CONCLUSION AND FUTURE PERSPECTIVES

To summarize current review, it is fair to view naturally produced natural compounds as effective regulators and modulators of cell cycle regulation in tumor cells. Natural compounds from plants, microorganisms and marine life forms were often showed to exhibit strong abilities to inhibit tumor cell proliferation in vitro and even block tumor growth in vivo. Accumulating evidence shows that many natural compounds from numerous biological sources are able to regulate various phases of cell cycle leading to cell cycle arrest in tumor cells originated from a number of human cancers. Furthermore, emerging evidence reveals that many natural compounds exert their anti-proliferative activities through similar molecular mechanisms involving downregulation of phase-specific cyclins and CDKs, while upregulating CDK inhibitors. Moreover, other enzymes, (such as protein phosphatase, DNA topoisomerases), as well as proteins implicated in regulation of microtubule architecture and function were shown to be affected by certain natural compounds and compounds from microorganisms and marine life forms. Natural compounds described in this review are categorized in Table and their chemical structures depicted in (Figs. .and ). Selected natural compounds schematically depicted in the (Fig. ), as modulators of specific phases of cell cycle regulation. In order to define critical checkpoints allowing to differentiate the potential effects of the natural anticancer compounds on the tumor cells versus normal cells, the inhibitory specificity of drugs on various phases of the cell cycle leading to blocking tumor cell proliferation should be analyzed in future studies in vitro. Moreover, the more detailed analysis of potential targets affected by anticancer natural compounds needed to increase specificity for blocking cell proliferation of tumor cells, decrease unwanted side effects associated with damage to normal cells, and to address potential chemoresistance often occurred in tumor cells upon treatment.

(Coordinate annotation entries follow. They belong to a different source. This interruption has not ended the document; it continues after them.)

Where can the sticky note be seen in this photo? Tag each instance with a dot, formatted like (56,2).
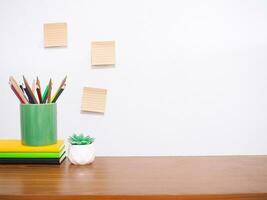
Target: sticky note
(55,35)
(94,99)
(103,53)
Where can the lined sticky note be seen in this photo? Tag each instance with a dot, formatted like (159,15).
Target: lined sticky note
(55,35)
(103,53)
(94,99)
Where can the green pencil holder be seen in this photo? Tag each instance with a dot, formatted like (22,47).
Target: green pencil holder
(38,124)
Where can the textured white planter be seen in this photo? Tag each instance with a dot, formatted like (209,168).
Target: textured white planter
(81,154)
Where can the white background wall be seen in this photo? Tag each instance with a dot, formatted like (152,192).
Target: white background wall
(190,77)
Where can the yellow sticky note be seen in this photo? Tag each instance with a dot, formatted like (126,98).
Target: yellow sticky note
(55,35)
(94,100)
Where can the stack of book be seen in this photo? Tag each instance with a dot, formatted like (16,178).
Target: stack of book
(13,152)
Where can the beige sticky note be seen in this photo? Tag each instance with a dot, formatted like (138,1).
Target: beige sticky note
(55,35)
(103,53)
(94,99)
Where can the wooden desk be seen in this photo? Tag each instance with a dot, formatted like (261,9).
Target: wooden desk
(110,178)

Natural compounds have been widely used in vitro, in vivo, and in preclinical cancer prevention and phase II clinical treatment studies, as reviewed elsewhere [339]. Some of these clinical trials have shown various degrees of success. As cancer chemoprevention and treatment using natural phytochemicals have been such an attractive approach, further studies especially in vivo using xenograft models needed to understand their potencies, pharmacokinetic performances, pharmacodynamic responses, metabolisms, toxicities, drug-drug interactions, polymorphisms, and then formulations, stabilities and degradations, and dosage regimens [339]. Furthermore, to address potential chemoresistance of tumor cells to natural compounds or existing anticancer drugs, the combination approach should be taken using two or several compounds of natural or synthetic origin. The future full convergence of prevention-therapy drug development will open new avenues for natural compounds in reducing the public health impact of major cancers. However, more preclinical

studies and clinical trials are certainly needed to validate the usefulness of these agents either alone or in combination with existing therapies.